Bild: "Meine Grünen sind cooler und punkiger, als die taz wahrhaben will", sag…
taz: Herr Habeck, wenn Helmut Schmidt Sie 2012 anruft und sagt: Lieber
Robert, ich geh mit Ihnen zu Günther Jauch – wie reagieren Sie?
Robert Habeck: Jauch und Schmidt, da brauch ich nicht zu antworten, da sind
alle Antworten ja schon gegeben. Lieber Helmut, sage ich, machen Sie Ihre
Show lieber mit Peer Steinbrück.
2011 war ein widersprüchliches Jahr, das viele ratlos machte. Was folgt für
Sie daraus?
Zwei Prozesse laufen parallel ab: Der eine ist Stuttgart 21, Liquid
Democracy, Occupy, internetbasierte neue Protest- und Artikulationsformen
und der Wunsch von vielen, sich einzubringen. Dem entgegen steht das
Entkoppeln wichtiger Entscheidungen von demokratischen Prozessen,
permanente Gipfeltreffen und Personenkulte um Politiker. Wir können aber
das Geschick von Europa nicht davon abhängig machen, ob sich Merkel und
Sarkozy gern Bussi-Bussi geben. Den Wunsch nach direkter Mitbestimmung und
gutem Regierungshandeln zusammenzubringen, das ist die Aufgabe für die
nächsten Jahre: Etwas Neues aus Gegensätzen schaffen.
Das Jahr ist also nicht in den Kriterien "schlecht" oder "gut" zu fassen?
Die vielen Großereignisse sind in Wahrheit nicht überraschend gekommen,
sondern aus der Zuspitzung der großen, ungelösten Probleme der globalen
Gesellschaft: Von der Reaktorkatastrophe von Fukushima bis zur europäischen
Schulden- und Staatskrise, dem Nachwirken der Finanzkrise und der
Hilflosigkeit des Westens bezüglich der Kriege, die er führt. Innerhalb der
großen Probleme verdrängt die eine Krise dann die nächste aus der
öffentlichen Wahrnehmung, die Schuldenkrise zum Beispiel die Klimakrise,
bis wieder irgendein Unglück passiert.
Was bleibt – außer dem Rückzug ins Private?
Lösungen finden wir in der Politik erst dann, wenn wir zugeben, dass die
Probleme so groß geworden sind, dass wir sie mit den Denkmustern der
letzten zehn, zwanzig Jahre nicht mehr lösen können. Und wenn man genau
hinschaut, kann man erkennen, wie sich in der Gesellschaft neue
Bereitschaft herausbildet, sich an der Lösung der Probleme zu beteiligen.

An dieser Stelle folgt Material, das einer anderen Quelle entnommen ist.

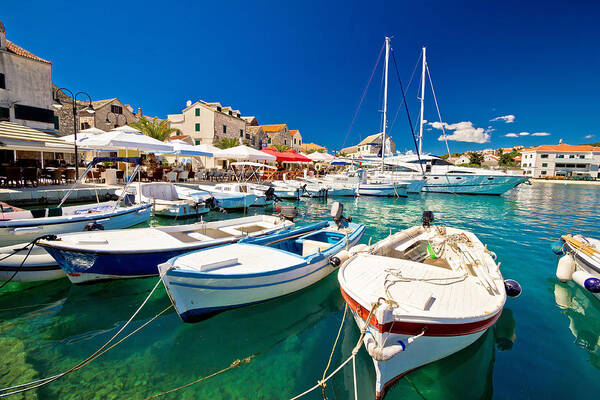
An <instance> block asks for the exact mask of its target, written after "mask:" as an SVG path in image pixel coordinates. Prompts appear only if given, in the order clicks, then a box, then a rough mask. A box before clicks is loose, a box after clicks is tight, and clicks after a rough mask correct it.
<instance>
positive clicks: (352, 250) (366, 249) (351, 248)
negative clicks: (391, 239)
mask: <svg viewBox="0 0 600 400" xmlns="http://www.w3.org/2000/svg"><path fill="white" fill-rule="evenodd" d="M368 247H369V246H367V245H366V244H357V245H356V246H353V247H351V248H350V251H349V253H350V256H353V255H354V254H356V253H360V252H361V251H366V250H367V248H368Z"/></svg>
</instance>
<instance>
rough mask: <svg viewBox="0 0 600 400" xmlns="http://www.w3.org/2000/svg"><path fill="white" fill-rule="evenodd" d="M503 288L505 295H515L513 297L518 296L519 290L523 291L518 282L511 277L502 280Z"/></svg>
mask: <svg viewBox="0 0 600 400" xmlns="http://www.w3.org/2000/svg"><path fill="white" fill-rule="evenodd" d="M504 289H505V290H506V295H507V296H508V297H515V298H516V297H519V296H520V295H521V292H522V291H523V289H522V288H521V285H520V284H519V282H517V281H515V280H513V279H506V280H505V281H504Z"/></svg>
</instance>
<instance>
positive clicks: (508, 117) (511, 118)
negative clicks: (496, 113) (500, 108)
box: [490, 114, 516, 124]
mask: <svg viewBox="0 0 600 400" xmlns="http://www.w3.org/2000/svg"><path fill="white" fill-rule="evenodd" d="M515 118H516V117H515V116H514V115H512V114H508V115H501V116H500V117H496V118H492V119H490V121H491V122H495V121H504V122H506V123H507V124H510V123H513V122H515Z"/></svg>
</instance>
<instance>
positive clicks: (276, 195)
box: [265, 186, 281, 201]
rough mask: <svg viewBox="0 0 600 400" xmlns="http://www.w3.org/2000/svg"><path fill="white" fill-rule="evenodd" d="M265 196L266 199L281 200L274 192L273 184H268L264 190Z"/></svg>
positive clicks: (267, 200) (280, 198) (274, 190)
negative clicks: (272, 184)
mask: <svg viewBox="0 0 600 400" xmlns="http://www.w3.org/2000/svg"><path fill="white" fill-rule="evenodd" d="M265 197H266V198H267V201H271V200H274V201H281V198H280V197H279V196H277V195H276V194H275V188H274V187H273V186H269V188H268V189H267V190H265Z"/></svg>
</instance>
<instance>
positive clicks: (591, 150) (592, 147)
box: [523, 143, 600, 152]
mask: <svg viewBox="0 0 600 400" xmlns="http://www.w3.org/2000/svg"><path fill="white" fill-rule="evenodd" d="M523 151H524V152H525V151H600V147H594V146H590V145H587V144H580V145H571V144H566V143H561V144H543V145H541V146H537V147H531V148H529V149H523Z"/></svg>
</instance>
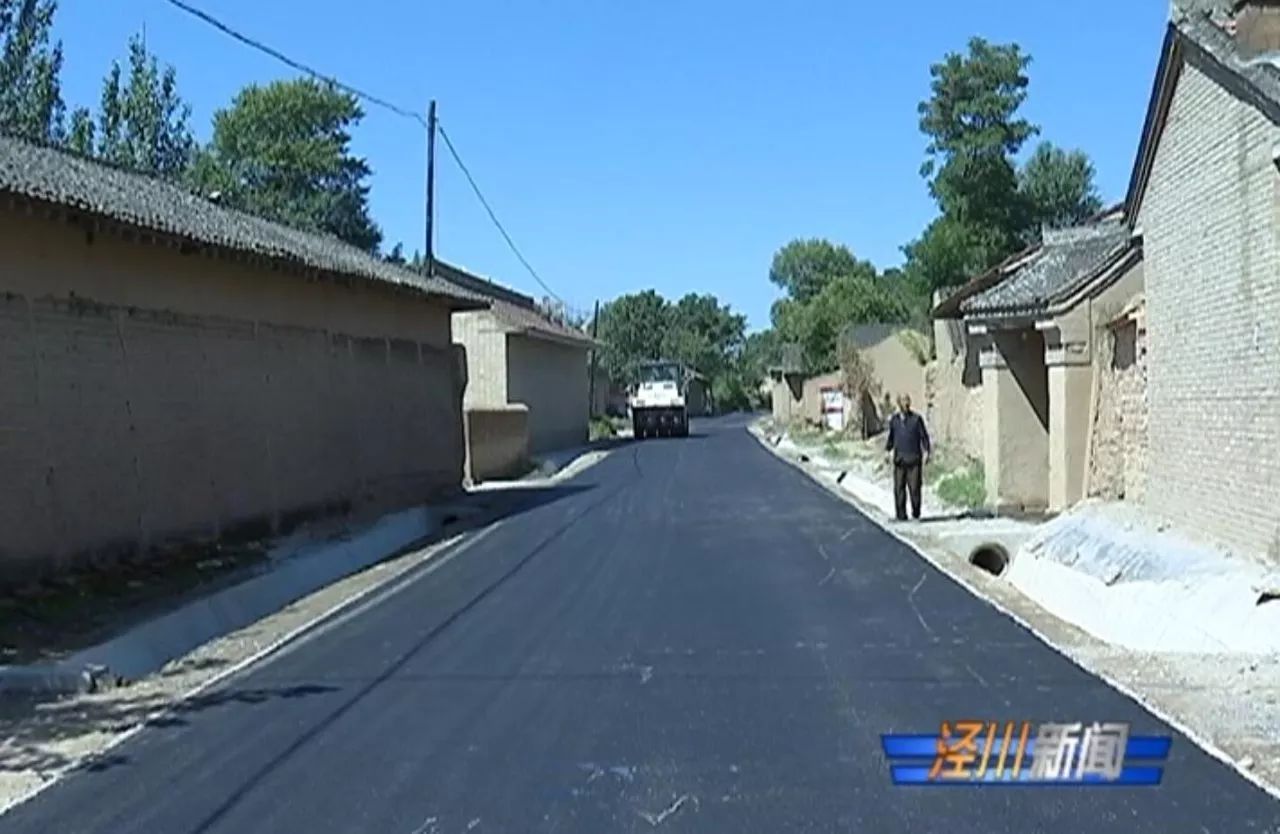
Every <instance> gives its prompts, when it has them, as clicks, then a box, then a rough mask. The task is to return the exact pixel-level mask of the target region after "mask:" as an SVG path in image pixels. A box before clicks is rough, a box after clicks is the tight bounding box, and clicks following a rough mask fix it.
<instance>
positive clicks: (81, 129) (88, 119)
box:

Nehmen Sie den Atomausstieg: Der verdankt sich nicht der Einsicht der
Parlamente, sondern dem Realitätssinn und Willen des Volkes.
Eher einer Stimmung des Volkes.
Nein, nein, ich kann es spüren, dass sich eine starke Bewegung für
Veränderung formiert. Finanzmärke kontrollieren, Energiewende einleiten,
Klimakrise bewältigen, den öffentlichen Raum vor dem Niedergang bewahren,
Föderalismus in Europa und Deutschland neu ordnen – Mittel finden,
demokratische Beteiligung neu zu organisieren, das wird in den nächsten
Jahren Mainstream. Und das Letzte ist die große Klammer um alles. Nur wenn
Politik stark und legitimiert ist, kann sie große Räder drehen. Sicher
keine Beschreibung für den Ist-Zustand.
Deshalb preist der Politiker der Gegenwart Auf-Sicht-Fahren als Tugend.
Steinbrück kann es. Merkel sowieso. Können Sie es?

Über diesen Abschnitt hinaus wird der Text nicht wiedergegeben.